The small round face was marked by nostalgia, as he remembered.

“It was in a way a most appropriate farewell for a poet,” he said. “Fleeing nameless, to the sound of great applause. As I passed the soldiers’ garrison at the city gate, I looked back, to see the many roofs of the Palace outlined by bursting flowers of red and gold. It looked like a magic garden—and a forbidden one, for me.”

Yi Tien Cho had made his way without incident through the night, but had nearly been caught the next day.

“I had forgotten my fingernails,” he said. He spread out a hand, small and short-fingered, the nails bitten to the quicks. “For a Mandarin has long nails, as symbol that he is not obliged to work with his hands, and my own were the length of one of my finger joints.”

A servant at the house where he had stopped for refreshment next day saw them, and ran to tell the guard. Yi Tien Cho ran, too, and succeeded at last in eluding his pursuers by sliding into a wet ditch and lying hidden in the bushes.

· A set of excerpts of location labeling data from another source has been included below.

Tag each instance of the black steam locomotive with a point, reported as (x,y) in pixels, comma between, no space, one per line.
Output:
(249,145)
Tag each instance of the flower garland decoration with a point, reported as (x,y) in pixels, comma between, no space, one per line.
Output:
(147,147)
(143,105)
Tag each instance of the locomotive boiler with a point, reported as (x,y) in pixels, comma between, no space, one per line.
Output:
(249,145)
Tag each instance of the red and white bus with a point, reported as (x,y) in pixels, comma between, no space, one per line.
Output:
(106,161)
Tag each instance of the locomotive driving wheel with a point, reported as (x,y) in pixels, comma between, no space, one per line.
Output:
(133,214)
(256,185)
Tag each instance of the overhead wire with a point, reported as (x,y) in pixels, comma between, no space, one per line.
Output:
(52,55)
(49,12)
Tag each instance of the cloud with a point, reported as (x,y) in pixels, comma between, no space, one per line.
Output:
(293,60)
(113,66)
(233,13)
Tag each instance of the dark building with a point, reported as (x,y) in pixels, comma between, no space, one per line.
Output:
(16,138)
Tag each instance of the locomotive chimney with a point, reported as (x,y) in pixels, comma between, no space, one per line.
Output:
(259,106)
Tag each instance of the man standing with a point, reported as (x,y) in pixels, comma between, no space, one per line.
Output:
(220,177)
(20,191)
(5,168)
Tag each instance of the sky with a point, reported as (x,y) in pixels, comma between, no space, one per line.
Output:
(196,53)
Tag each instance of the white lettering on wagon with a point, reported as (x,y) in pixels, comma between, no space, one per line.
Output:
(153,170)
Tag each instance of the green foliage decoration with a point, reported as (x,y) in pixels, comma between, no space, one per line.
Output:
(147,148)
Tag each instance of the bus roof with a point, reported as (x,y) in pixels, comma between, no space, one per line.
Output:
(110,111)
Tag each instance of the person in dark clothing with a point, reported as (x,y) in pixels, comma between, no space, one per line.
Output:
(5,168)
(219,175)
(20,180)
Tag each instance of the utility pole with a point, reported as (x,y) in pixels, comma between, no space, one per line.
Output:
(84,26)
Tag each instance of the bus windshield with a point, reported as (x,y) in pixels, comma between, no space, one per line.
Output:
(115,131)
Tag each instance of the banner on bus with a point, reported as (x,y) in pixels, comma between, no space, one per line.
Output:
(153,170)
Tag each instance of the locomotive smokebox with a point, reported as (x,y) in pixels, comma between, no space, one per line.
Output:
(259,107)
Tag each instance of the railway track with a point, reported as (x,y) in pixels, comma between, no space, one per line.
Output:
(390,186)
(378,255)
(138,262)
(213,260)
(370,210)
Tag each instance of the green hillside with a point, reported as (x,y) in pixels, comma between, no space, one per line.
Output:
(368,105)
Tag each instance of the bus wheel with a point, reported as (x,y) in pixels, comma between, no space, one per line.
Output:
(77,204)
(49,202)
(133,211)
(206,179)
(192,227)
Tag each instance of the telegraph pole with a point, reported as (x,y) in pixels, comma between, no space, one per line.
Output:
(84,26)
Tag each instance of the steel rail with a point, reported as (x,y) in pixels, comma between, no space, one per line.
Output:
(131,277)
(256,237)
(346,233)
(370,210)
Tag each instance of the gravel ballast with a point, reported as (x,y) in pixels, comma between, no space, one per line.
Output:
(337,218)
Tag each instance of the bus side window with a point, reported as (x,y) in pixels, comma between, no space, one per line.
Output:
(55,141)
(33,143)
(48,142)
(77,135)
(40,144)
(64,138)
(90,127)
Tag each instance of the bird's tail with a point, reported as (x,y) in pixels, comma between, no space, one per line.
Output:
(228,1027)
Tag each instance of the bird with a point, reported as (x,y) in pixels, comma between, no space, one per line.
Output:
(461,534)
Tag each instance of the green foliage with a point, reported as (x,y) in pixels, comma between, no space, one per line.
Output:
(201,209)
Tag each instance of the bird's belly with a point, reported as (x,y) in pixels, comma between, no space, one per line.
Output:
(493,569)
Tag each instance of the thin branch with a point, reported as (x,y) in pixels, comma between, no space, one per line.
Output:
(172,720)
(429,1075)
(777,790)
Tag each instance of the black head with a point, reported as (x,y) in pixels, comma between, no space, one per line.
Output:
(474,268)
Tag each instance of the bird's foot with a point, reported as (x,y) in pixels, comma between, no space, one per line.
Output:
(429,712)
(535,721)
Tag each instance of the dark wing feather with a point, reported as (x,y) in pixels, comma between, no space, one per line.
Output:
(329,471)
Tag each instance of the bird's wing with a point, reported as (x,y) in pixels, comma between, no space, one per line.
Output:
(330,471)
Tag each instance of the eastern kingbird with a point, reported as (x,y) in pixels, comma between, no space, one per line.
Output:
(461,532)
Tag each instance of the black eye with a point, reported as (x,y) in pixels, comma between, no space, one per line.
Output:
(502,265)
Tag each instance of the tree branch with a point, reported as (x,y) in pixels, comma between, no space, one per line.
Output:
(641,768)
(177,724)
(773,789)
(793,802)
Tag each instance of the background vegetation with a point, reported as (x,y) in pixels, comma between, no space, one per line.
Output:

“While lying there, I destroyed my nails, of course,” he said. He waggled the little finger of his right hand. “I was obliged to tear that nail out, for it had a golden da zi inlaid in it, which I could not dislodge.”

He had stolen a peasant’s clothes from a bush where they had been hung to dry, leaving the torn-out nail with its golden character in exchange, and made his way slowly across country toward the coast. At first he paid for his food with the small store of money he had brought away, but outside Lulong he met with a band of robbers, who took his money but left him his life.

“And after that,” he said simply, “I stole food when I could, and starved when I could not. And at last the wind of fortune changed a little, and I met with a group of traveling apothecaries, on their way to the physicians’ fair near the coast. In return for my skill at drawing banners for their booth and composing labels extolling the virtues of their medicines, they carried me along with them.”